The Eagle of the Ninth [book I]
sounds, blurred forms moved suddenly on the darkness of the open turf below the ramparts.
    Marcus could almost hear the twang of breaking tension. The sentry swore softly under his breath, and the centurion laughed.
    ‘Somebody will be spending a busy day looking for his strayed cattle!’
    Strayed cattle; that was all. And yet for Marcus the tension had not snapped into relief. Perhaps if he had never seen the new heron’s feathers on an old war spear it might have done, but he had seen them, and somewhere deep beneath his thinking mind the instinct for danger had remained with him ever since. Abruptly he drew back from the breastwork, speaking quickly to his officer. ‘All the same, a break-out of cattle might make good cover for something else. Centurion, this is my first command: if I am being a fool, that must excuse me. I am going back to get some more clothes on. Turn out the cohort to action stations as quietly as may be.’
    And not waiting for a reply, he turned, and dropping from the rampart walk, strode off towards his own quarters.
    In a short while he was back, complete from studded sandals to crested helmet, and knotting the crimson scarf about the waist of his breastplate as he came. From the faintly lit doorways of the barrack rows, men were tumbling out, buckling sword-belts or helmet-straps as they ran, and heading away into the darkness. ‘Am I being every kind of fool?’ Marcus wondered. ‘Am I going to be laughed at so long as my name is remembered in the Legion, as the man who doubled the guard for two days because of a bunch of feathers, and then turned out his cohort to repel a herd of milch-cows?’ But it was too late to worry about that now. He went back to the ramparts, finding them already lined with men, the reserves massing below. Centurion Drusillus was waiting for him, and he spoke to the older man in a quick, miserable undertone. ‘I think I must have gone mad, Centurion; I shall never live this down.’
    ‘Better to be a laughing-stock than lose the fort for fear of being one,’ returned the centurion. ‘It does not pay to take chances on the Frontier—and there was a new moon last night.’
    Marcus had no need to ask his meaning. In his world the gods showed themselves in new moons, in seed-time and harvest, summer and winter solstice; and if an attack were to come, the new moon would be the time for it. Holy War. Hilarion had understood all about that. He turned aside to give an order. The waiting moments lengthened; the palms of his hands were sticky, and his mouth uncomfortably dry.
    The attack came with a silent uprush of shadows that swarmed in from every side, flowing up to the turf ramparts with a speed, an impetus that, ditch or no ditch, must have carried them over into the camp if there had been only the sentries to bar the way. They were flinging brushwood bundles into the ditch to form causeways; swarming over, they had poles to scale the ramparts, but in the dark nothing of that could be seen, only a flowing up and over, like a wave of ghosts. For a few moments the utter silence gave sheer goose-flesh horror to the attack; then the auxiliaries rose as one man to meet the attackers, and the silence splintered, not into uproar, but into a light smother of sound that rippled along the ramparts: the sound of men fiercely engaged, but without giving tongue. For a moment it endured; and then from the darkness came the strident braying of a British war-horn.
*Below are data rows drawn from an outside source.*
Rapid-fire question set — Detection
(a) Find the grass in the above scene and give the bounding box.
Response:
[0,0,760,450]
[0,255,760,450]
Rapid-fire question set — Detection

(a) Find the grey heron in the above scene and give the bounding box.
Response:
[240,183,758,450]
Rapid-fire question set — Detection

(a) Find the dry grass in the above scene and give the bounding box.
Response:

From the ramparts a Roman trumpet answered the challenge, as fresh waves of shadows came pouring in to the attack; and then it seemed as if all Tartarus had broken loose. The time for silence was past, and men fought yelling now; red flame sprang up into the night above the Praetorian gate, and was instantly quenched. Every yard of the ramparts was a reeling, roaring battle-line as the tribesmen swarmed across the breastwork to be met by the grim defenders within.